Kendisini "Henry Clay tarife Whig'i" olarak adlandıran Abraham Lincoln liderliğindeki acemi Cumhuriyetçi Parti , serbest ticarete şiddetle karşı çıktı ve İç Savaş sırasında kısmen demiryolu sübvansiyonlarını ve savaş çabalarını ve kısmen de %44'lük bir tarife uyguladı. tercih edilen endüstrileri korumak için. William McKinley (daha sonra Amerika Birleşik Devletleri Başkanı olacak) Cumhuriyetçi Parti'nin (1868'den 1912'ye kadar her seçimde, Grover Cleveland'ın birbirini takip etmeyen iki şartı dışında kazanan) tutumunu şöyle ifade etti :

Serbest ticarette tüccar efendi, üretici ise köledir. Koruma, doğanın kanunudur, kendini korumanın, kendini geliştirmenin, insan ırkının en yüksek ve en iyi kaderini güvence altına alma kanunudur. [Söyleniyor] koruma ahlaksızdır [...]. Neden, eğer koruma 63.000.000 [ABD nüfusu] oluşturup yükseltiyorsa, bu 63.000.000 insanın etkisi dünyanın geri kalanını yükseltir. Her yerde insanlığa fayda sağlamadan ilerleme yolunda bir adım atamayız. Eh, 'En ucuzunu nereden alıyorsan al' derler... Elbette bu, diğer her şey için olduğu gibi emek için de geçerlidir. Size bundan bin kat daha iyi bir özdeyiş vereyim ve bu da koruma düsturudur: 'En kolay ödeyebileceğiniz yerden satın alın.' Ve dünyanın o noktası, emeğin en yüksek ödüllerini kazandığı yerdir.

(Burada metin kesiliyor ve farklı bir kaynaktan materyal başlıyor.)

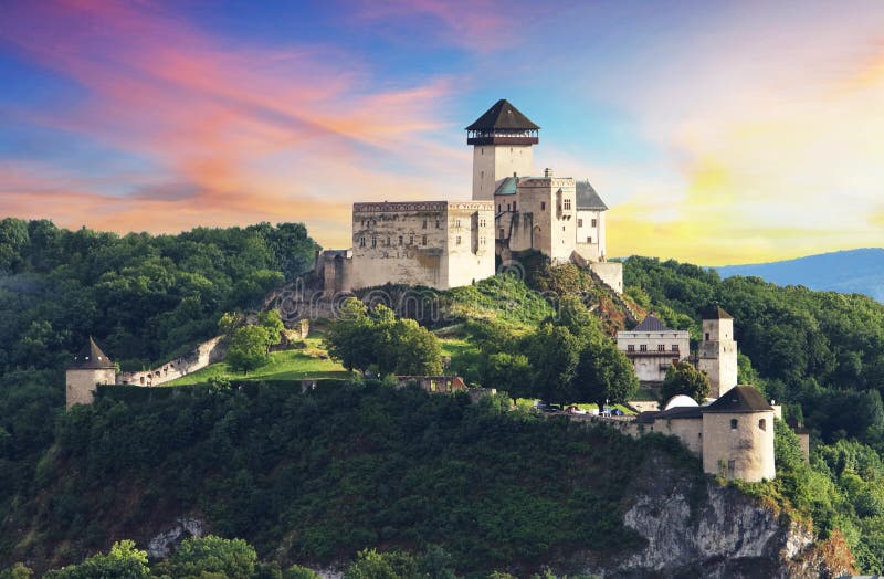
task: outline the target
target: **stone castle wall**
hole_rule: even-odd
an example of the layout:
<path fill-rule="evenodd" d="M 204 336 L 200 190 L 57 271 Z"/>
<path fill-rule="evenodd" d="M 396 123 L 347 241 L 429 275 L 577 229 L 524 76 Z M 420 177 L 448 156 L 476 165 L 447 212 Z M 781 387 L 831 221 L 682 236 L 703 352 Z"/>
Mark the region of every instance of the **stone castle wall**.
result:
<path fill-rule="evenodd" d="M 116 382 L 112 380 L 107 383 L 158 386 L 164 382 L 170 382 L 176 378 L 193 373 L 197 370 L 206 368 L 210 364 L 219 362 L 224 359 L 227 348 L 222 344 L 222 339 L 223 336 L 217 336 L 208 341 L 203 341 L 186 356 L 180 356 L 164 365 L 157 366 L 152 370 L 123 372 L 116 377 Z"/>
<path fill-rule="evenodd" d="M 703 415 L 703 471 L 759 482 L 777 476 L 774 462 L 774 411 Z M 732 421 L 736 421 L 732 427 Z"/>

Savaşlar arası dönemde, ekonomik korumacılık Amerika Birleşik Devletleri'nde, en ünlüsü, ekonomistler tarafından Büyük Buhran'ın uzayan ve dünya çapında yayılmasıyla kredilendirilen Smoot-Hawley Tarife Yasası biçiminde tutuldu . 1934'ten itibaren, Karşılıklı Ticaret Anlaşmaları Yasası ile ticaretin serbestleştirilmesi gerçekleşmeye başladı .

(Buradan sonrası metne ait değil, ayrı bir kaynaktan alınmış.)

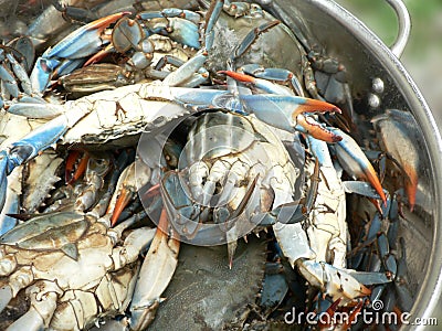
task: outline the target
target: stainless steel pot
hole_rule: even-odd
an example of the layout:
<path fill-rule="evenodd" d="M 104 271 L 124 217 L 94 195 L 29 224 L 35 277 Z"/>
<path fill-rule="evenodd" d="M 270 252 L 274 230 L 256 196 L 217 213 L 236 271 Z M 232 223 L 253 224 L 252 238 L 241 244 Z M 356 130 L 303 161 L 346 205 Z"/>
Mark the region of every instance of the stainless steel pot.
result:
<path fill-rule="evenodd" d="M 406 238 L 409 278 L 415 296 L 412 321 L 417 317 L 435 317 L 434 309 L 442 290 L 442 140 L 431 110 L 397 57 L 402 53 L 410 32 L 407 8 L 398 0 L 389 2 L 398 13 L 400 25 L 392 50 L 334 1 L 273 0 L 262 1 L 262 6 L 287 25 L 294 19 L 303 18 L 307 30 L 327 53 L 343 62 L 350 73 L 356 111 L 366 117 L 360 125 L 369 126 L 373 116 L 388 108 L 408 110 L 415 118 L 415 143 L 420 146 L 423 166 L 420 169 L 421 193 L 427 197 L 419 212 L 407 215 L 400 231 Z M 373 93 L 375 78 L 385 84 L 385 90 L 379 95 Z"/>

İkinci Dünya Savaşı sonrası

Kısmen endüstriyel büyüklük ve Soğuk Savaş'ın başlaması nedeniyle II . Dünya Savaşı'nın sona ermesinden bu yana, Birleşik Devletler genellikle azaltılmış tarife engellerinin ve serbest ticaretin savunucusu olmuştur. Amerika Birleşik Devletleri , 1950'lerde daha önceki bir versiyonu olan Uluslararası Ticaret Örgütü'nü reddetmiş olmasına rağmen , Tarifeler ve Ticaret Genel Anlaşması'nın ve daha sonra Dünya Ticaret Örgütü'nün kurulmasına yardımcı oldu . 1970'lerden bu yana, Birleşik Devletler hükümetleri 1990'larda Kuzey Amerika Serbest Ticaret Anlaşması , 2006'da Dominik Cumhuriyeti-Orta Amerika Serbest Ticaret Anlaşması ve bir dizi ikili anlaşma (Ürdün ile olduğu gibi) gibi yönetilen ticaret anlaşmaları müzakere etti .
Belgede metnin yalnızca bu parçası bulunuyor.